To demonstrate and experiment with new language concepts, Java is often extended with new features. These features are implemented in prototypes that can often only treat subsets of Java due to a lack of language engineering tool support. Existing tools, like editors, can no longer be used when unaware of the extension.

In MDSD, tools for metamodelling and agile language development exist that are aware of evolution and change of languages, which makes it considerably easier to perform language extension while preserving tool support. The GMF definitions, for instance, can be easily adjusted if changes to the Java metamodel are made---and the GMF editor can be regenerated. Same applies to EMFText's CS-specifications, which have an import mechanism to extend a text syntax along with a metamodel.

The scenario we examine in this section is separation of generated code skeletons (as produced by an ATL transformation) from the list of statements of a method body directly defined in Java. Usually these can not be separated into single artefacts in Java, because a list of statements on its own is not a compilable unit. Furthermore, it would be helpful, if a transformation to Java can indicate where additional code is required when the information for generating it is missing. Java does also not provide a specific construct for that.

Here, we extend Java with the two features mentioned above and utilise the Reuseware Composition Framework to define a preprocessor that composes models of the extended Java language into plain Java. To do so, the Java metamodel is extended by defining a new package reuse with the classes 1) StatementUnit, which is a subclass of JavaRoot and has a reference statements of type Statement, and 2) StatementVariationPoint, which is a subclass of Statement. Both are also NamedElements. This extension can be done without altering the original Java metamodel by using the import feature of Ecore.
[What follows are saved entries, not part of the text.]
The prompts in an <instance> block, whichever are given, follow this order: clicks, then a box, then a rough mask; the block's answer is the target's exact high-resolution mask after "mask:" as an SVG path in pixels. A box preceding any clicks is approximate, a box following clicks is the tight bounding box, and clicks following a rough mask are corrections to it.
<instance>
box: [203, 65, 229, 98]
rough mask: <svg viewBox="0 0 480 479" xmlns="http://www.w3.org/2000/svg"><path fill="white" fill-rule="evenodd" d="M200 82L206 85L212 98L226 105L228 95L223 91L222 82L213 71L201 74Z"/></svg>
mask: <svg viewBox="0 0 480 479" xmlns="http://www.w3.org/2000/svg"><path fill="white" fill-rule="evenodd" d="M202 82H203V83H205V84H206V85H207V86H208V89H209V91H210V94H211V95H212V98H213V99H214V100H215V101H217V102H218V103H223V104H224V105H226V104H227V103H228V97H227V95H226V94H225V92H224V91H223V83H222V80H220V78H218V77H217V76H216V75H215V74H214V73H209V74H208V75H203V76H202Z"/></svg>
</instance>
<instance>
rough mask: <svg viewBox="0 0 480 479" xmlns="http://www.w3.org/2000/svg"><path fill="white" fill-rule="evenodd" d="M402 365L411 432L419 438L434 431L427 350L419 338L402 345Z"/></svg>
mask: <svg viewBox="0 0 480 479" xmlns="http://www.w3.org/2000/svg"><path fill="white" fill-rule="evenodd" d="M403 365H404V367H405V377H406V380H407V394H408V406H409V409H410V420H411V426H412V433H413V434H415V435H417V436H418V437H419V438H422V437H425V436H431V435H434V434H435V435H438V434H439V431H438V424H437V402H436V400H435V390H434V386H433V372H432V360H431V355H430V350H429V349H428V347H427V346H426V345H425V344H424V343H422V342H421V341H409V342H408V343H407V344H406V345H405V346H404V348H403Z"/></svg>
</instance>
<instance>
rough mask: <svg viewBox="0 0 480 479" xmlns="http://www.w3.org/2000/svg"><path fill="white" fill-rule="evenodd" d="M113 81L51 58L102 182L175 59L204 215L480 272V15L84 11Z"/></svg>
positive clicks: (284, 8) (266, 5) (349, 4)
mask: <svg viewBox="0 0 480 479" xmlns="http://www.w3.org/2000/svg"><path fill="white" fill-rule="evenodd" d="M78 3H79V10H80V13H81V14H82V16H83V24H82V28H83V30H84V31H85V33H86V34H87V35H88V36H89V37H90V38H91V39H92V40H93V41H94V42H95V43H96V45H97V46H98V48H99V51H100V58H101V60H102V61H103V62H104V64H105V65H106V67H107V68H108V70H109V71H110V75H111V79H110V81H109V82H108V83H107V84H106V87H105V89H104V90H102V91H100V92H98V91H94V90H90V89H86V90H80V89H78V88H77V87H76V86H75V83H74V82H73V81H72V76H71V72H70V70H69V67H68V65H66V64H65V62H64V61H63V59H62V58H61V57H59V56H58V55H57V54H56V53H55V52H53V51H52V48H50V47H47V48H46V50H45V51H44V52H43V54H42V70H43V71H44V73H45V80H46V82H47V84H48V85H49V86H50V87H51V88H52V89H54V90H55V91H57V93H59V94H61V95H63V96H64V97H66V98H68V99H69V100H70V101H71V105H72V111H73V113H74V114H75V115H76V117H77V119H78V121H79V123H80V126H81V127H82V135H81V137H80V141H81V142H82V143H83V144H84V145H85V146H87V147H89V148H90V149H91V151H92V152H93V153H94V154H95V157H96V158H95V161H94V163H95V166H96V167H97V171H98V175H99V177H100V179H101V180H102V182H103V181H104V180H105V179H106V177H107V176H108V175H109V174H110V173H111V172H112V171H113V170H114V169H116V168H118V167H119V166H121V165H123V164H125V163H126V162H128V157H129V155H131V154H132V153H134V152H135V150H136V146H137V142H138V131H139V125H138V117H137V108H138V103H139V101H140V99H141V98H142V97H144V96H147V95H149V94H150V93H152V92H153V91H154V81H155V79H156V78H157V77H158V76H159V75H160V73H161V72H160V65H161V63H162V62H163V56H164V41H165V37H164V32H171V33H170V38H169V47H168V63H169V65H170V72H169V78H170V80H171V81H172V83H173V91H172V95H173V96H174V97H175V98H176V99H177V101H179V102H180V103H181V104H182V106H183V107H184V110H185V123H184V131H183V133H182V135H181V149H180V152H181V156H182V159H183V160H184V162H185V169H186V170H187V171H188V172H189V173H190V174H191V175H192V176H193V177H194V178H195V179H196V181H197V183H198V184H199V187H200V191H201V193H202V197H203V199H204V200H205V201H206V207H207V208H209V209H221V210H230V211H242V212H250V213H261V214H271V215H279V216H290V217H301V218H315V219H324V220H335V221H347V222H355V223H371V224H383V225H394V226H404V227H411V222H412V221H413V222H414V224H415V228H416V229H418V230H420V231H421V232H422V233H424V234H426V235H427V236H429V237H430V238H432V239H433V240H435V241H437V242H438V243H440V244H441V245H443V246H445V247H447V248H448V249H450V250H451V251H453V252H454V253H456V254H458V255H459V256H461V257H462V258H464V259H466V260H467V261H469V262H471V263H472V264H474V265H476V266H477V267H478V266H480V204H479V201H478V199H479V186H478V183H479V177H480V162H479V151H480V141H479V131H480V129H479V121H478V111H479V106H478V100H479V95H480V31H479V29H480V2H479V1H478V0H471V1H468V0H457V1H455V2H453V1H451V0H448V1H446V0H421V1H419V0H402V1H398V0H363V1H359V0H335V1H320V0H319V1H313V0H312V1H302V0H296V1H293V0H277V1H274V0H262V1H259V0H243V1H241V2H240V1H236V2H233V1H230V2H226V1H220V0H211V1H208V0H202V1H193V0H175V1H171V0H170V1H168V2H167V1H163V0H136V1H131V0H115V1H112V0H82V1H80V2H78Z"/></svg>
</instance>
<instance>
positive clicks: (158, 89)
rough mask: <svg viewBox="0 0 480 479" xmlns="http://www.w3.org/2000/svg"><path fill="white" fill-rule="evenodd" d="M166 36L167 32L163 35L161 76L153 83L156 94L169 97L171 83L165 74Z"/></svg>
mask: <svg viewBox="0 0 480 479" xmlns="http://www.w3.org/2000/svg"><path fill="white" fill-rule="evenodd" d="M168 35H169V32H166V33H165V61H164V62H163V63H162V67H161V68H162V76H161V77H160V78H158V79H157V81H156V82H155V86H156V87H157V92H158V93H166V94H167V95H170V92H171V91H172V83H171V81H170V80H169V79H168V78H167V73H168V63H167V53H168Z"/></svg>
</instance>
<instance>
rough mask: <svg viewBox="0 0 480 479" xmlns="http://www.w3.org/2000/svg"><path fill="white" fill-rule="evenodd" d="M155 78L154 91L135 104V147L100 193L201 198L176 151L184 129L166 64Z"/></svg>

The text syntax is extended in a similar manner as shown below. In Line 1, the Java metamodel http://... and its text syntax java are identified for import. In Lines 2 and 3 two additional rules that give the text syntax for the new constructs are specified. EMFText takes all the rules of the imported syntax into account when generating printer and parser. Therefore, the new rules are woven into the existing syntax: StatementUnit can be used as alternative for other JavaRoots (e.g., CompilationUnit) and StatementVariationPoint as alternative for other Statements.

 IMPORTS { java : <http://www.emftext.org/java> WITH SYNTAX java }
 RULES {
   StatementUnit ::=            "statements" name[] "{" statements* "}" ;
   StatementVariationPoint ::=  "<" "<" name[] ">" ">"  ";" ;
 }

Figure 1 shows a usage of the extended Java. The ATL transformation can be extended to produce a StatementVariationPoint for empty methods (lower left of Figure 1), or wherever else information is missing. EMFText's editor remains working for the extended Java and can be used to define statement lists stand alone (lower right of Figure 1). These can be composed with the generated code by defining composition programs in Reuseware (top of Figure 1)–thus keeping a clean separation between generated and hand-written (or hand-modeled) code.

Figure 1. Screenshot of using the extended Java with Reuseware

This section showed how a Java extension can be easily realised using MDSD technologies with JaMoPP. Only two additional metaclasses and 5 lines of text syntax specification were needed. Therefore, JaMoPP enables the definition of custom extensions for Java tailored to any specific MDSD process.